Abstract: This paper provides the first causal evidence on conditional early release by studying Pennsylvania’s Recidivism Risk Reduction Incentive (RRRI). Using quasi-random assignment to sentencing judges as an instrument for RRRI eligibility, we estimate effects on in-prison behavior and post-release outcomes. RRRI reduces time served by 270 days, but has little effect on program completion or misconduct. Post-release, RRRI increases parole violations without increasing new convictions. The increase is concentrated in drug-related and low-level infractions, consistent with greater monitoring under parole supervision. A cost-benefit calculation suggests substantial net welfare gains, highlighting conditional early release as a scalable but supervision-sensitive policy tool.
Work in Progress
Getting Tougher on Crime - DUI look-back periods (with Julia Godfrey)
Pre-PhD Publications (in Korean)
Korean Journal of Law and Economics, 18(2): 99-129, August 2021. (in Korean)

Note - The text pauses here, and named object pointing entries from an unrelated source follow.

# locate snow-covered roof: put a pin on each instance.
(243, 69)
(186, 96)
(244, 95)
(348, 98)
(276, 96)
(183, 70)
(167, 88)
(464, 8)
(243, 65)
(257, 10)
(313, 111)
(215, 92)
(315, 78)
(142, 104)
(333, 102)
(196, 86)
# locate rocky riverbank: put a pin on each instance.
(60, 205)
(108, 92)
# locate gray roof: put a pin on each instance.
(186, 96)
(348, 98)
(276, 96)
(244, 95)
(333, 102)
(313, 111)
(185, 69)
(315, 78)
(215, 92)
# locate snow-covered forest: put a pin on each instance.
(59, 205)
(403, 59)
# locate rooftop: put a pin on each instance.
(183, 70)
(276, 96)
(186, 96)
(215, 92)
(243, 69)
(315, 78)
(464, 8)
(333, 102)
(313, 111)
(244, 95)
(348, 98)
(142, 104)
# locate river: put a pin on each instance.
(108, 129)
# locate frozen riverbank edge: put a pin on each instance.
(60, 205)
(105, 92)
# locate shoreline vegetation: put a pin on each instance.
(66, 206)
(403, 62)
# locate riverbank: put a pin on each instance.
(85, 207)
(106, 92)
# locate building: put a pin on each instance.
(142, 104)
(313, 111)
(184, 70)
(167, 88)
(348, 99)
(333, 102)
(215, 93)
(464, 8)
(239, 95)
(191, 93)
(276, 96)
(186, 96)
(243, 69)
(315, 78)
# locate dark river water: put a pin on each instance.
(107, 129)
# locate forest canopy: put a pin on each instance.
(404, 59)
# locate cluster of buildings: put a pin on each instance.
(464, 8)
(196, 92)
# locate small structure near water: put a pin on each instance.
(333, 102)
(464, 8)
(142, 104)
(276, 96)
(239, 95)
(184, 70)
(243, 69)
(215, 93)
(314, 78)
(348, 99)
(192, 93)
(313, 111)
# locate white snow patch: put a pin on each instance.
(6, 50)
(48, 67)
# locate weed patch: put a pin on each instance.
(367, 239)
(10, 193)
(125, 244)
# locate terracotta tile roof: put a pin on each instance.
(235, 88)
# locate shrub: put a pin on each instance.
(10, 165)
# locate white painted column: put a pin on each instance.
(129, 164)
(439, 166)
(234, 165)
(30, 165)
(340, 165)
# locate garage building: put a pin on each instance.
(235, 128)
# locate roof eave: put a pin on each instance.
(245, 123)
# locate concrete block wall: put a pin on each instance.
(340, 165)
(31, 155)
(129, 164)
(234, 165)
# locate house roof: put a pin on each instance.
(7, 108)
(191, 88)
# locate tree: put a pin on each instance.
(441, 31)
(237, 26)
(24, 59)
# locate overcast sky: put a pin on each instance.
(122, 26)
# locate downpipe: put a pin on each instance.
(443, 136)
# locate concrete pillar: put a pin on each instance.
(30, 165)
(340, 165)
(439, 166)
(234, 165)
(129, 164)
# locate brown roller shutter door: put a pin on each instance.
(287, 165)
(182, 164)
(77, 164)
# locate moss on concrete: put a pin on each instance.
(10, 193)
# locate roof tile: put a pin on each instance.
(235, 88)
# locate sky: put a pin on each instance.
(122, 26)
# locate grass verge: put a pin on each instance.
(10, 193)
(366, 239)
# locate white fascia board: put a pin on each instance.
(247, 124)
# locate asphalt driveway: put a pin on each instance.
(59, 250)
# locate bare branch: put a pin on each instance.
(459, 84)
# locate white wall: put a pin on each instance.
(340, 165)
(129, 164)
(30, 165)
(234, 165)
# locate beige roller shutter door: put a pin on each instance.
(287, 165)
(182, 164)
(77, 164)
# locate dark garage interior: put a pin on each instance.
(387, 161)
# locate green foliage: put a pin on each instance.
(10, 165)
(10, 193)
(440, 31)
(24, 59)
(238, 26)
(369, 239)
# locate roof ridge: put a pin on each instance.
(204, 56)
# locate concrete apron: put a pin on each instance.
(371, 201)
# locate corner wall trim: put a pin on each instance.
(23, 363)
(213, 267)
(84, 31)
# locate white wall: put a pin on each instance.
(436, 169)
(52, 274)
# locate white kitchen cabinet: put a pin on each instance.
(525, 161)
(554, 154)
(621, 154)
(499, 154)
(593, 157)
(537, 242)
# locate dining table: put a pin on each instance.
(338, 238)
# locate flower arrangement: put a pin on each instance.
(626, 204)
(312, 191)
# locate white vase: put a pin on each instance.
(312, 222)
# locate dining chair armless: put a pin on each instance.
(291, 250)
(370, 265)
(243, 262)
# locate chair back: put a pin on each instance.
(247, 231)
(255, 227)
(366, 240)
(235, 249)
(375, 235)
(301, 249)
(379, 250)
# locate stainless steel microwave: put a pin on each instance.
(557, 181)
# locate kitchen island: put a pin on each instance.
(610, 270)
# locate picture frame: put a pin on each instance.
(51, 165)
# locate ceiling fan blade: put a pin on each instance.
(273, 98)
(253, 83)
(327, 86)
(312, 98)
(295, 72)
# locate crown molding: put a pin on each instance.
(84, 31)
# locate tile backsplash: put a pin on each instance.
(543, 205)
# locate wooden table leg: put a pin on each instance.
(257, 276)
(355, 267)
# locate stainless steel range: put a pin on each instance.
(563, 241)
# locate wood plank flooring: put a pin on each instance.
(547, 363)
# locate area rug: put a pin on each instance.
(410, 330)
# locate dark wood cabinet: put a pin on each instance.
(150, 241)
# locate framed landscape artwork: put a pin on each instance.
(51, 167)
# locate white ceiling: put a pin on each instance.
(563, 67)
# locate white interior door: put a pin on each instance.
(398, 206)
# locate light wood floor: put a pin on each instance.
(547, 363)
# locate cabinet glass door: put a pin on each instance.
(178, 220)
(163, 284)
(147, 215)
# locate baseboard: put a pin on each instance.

Abstract: Improving safety is one of the most urgent tasks in South Korea due to a growing fear of accidents and an increasing number of accidents nationwide. The goal of this paper is, based on the law and economics view that accidents are predominantly determined by precaution effort, to identify the main determinants of accident fatalities, especially focusing on income inequality. As an intermediate mechanism between income inequality and safety, we attempt to strengthen the theoretical relationship by introducing safety investment (i.e., a proxy of precaution effort). We then test the hypothesis by analyzing a panel of South Korean administrative regions between 2000 and 2018. We find that major determinants of the accident fatalities identified in the literature have high explanatory powers in the empirical analysis that utilized Korean data. The findings were consistent when we estimated the equation with a different dependent variable (i.e., the transport accident fatalities that are a subset of the total accident fatalities). The estimates of the transport-related variables became more significant, reinforcing its empirical suitability. Finally, it is found that income inequality is positively correlated with the accident fatalities in all model specifications. The estimates indicate that an increase in the Gini coefficient by 0.05 could account for as much as 3% of the accident fatalities that actually took place in 2018. Our estimation results suggest that various policies are needed to handle decreased demand in safety investment caused by income inequality.
Korean Journal of Law and Economics, 17(3): 537-560, December 2020. (in Korean)
Abstract: Available evidence suggests holding companies employ numerous expedients and produce side effects, including expanding their control with a small percentage of shareholdings, defrauding their interests, and increasing the concentration of economic power. This article investigates regulatory reforms in the holding companies. We present several improvement measures through statistical evidence and case studies of South Korea’s corporation groups. We propose strengthening regulations on having subsidiary companies (and grandchild companies), adding requirements regarding line-of-business when owning grandchild or great-grandchild companies, and prohibiting two subsidiaries from having the same grandchild company. Besides, other improvements involve strengthening disclosure of holding companies and intensifying prerequisites for determining holding companies.